Concerning the anomalies in the training set and according to the recommendation of the Reviewer, the old Table 2 now highlighted in green in the manuscript may be replaced by the new submitted Table 2.

It is suggested to perform a direct comparison of the diagnostic performance between the FISH assay and the mutations detected. However, there are no mutations specific for cFTC. Comparison with the anomalies detected by FISH that are very suggestive of cFTC seems therefore too artificial in our opinion.

According to the Reviewer's comment, we looked at the genomic aberrations of minimally and widely invasive FTC and did not find major differences. More precisely, of 17 minimally invasive FTC analyzed by aCGH, anomalies were: absent (4 cases), minimal (6 cases, including 2 with loss of 22q), numerous (7 cases, including loss of 1p and 22q and gain of X), and; of 15 widely invasive FTC analyzed by aCGH, anomalies were: absent (2 cases), minimal (6 cases, including 3 losses of 22q), intermediate (2 cases) and numerous (5 cases, including 4 with X gain). This is now mentioned in the manuscript and highlighted in yellow (Results section, paragraph 3.2.). We did not compare genetic alterations with follow-up data as we only know the patients' status (alive vs dead) but are not sure about its strict relationship with cFTC outcome. 

To answer the question about the three sets of probes, we used one glass slide to perform the triple DNA FISH test by splitting one glass into three different fields for the 3 in situ hybridizations performed under 3 different small round coverslips. This is now added and highlighted in yellow in the manuscript (M&M section, paragraph 2.5.).

In our conclusion, the sentence about the FISH assay has been softened as requested by the Reviewer (highlighted in yellow, Discussion section).

We agree with the Reviewer that in the introduction the DICER1 mutations can be found also in FVPTC both in sporadic tumors (one of the three DICER1-mutant cases of TCGA was a FVPTC) and in the context of a DICER1. We have modified the sentence accordingly by replacing "all except for eFVPTC and iFVPTC may carry DICER1 alterations [25]" by "all except for eFVPTC may carry DICER1 alterations" (highlighted in yellow in the Introduction section).

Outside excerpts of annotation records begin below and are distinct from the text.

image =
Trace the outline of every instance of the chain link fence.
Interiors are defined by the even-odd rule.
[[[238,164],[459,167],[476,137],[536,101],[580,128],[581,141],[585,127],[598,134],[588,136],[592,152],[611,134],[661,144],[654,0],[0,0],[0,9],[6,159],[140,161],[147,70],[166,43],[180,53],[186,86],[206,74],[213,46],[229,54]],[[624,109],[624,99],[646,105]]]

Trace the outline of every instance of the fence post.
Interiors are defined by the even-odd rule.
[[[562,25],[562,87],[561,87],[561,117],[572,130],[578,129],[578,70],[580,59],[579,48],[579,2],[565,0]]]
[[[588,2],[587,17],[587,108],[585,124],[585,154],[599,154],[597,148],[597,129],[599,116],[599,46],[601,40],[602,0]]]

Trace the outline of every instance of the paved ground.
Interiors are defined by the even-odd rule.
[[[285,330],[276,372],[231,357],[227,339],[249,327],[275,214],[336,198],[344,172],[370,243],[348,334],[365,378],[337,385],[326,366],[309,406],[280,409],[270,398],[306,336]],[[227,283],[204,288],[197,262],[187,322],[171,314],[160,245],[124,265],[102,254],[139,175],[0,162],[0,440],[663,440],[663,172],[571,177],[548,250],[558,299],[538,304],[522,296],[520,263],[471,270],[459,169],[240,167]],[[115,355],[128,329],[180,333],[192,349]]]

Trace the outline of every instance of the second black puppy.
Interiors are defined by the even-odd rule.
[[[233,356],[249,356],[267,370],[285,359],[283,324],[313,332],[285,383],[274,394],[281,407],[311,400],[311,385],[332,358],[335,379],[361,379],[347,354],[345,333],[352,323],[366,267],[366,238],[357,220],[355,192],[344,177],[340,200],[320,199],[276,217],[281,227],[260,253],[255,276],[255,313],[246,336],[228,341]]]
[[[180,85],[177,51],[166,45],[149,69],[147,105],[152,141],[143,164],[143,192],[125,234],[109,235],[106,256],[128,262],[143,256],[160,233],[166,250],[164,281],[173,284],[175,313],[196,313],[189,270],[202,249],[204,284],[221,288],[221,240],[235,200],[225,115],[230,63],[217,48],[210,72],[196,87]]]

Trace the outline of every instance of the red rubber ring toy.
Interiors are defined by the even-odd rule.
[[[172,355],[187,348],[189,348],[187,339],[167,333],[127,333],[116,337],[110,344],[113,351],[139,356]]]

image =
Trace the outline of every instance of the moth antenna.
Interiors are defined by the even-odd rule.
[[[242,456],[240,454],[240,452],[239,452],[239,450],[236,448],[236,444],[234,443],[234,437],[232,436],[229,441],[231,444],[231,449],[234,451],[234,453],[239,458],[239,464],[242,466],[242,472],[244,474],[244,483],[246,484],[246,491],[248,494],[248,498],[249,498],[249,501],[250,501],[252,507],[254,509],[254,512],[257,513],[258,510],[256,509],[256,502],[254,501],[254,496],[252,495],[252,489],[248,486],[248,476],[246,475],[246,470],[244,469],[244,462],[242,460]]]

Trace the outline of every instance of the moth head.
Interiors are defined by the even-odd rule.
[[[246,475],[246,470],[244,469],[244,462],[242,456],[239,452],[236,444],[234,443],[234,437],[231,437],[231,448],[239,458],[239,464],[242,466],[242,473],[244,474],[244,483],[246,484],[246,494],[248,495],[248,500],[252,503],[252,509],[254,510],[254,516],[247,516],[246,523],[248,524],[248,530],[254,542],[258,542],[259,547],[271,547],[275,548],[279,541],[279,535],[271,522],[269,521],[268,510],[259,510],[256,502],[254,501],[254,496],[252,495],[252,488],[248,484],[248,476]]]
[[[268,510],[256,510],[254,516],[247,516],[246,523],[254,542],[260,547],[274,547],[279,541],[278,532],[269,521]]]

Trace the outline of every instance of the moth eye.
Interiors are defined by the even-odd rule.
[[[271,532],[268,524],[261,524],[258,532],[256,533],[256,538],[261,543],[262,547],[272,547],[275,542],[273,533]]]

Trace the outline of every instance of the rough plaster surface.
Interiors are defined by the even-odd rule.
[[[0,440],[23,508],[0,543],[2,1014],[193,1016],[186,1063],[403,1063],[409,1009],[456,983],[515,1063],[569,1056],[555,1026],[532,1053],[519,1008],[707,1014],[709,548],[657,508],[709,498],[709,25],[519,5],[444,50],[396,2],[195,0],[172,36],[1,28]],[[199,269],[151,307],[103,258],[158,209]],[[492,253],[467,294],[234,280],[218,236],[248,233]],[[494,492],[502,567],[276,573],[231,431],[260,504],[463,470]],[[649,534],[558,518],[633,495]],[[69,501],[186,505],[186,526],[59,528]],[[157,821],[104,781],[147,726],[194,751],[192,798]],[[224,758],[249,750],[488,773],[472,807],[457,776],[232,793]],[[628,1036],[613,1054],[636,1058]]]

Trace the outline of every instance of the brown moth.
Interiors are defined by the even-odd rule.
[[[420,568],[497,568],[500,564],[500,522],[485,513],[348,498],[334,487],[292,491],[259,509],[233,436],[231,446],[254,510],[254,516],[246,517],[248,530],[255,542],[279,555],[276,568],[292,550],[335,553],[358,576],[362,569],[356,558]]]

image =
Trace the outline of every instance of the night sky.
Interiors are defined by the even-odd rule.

Thanks to the Reviewer for mentioning the other slips: follicular lesion of atypical significance and RET/PTC3 rearrangement (both in the Introduction section), and TCGA (Discussion section): they are modified and highlighted in yellow accordingly.

As there is no possibility to upload more than one file, the final manuscript is enclosed. I send by e-mail the required new Table 2 and a Supplementary table 3 to the MDPI Assistant Editor, Ms. Cosmina Vircan.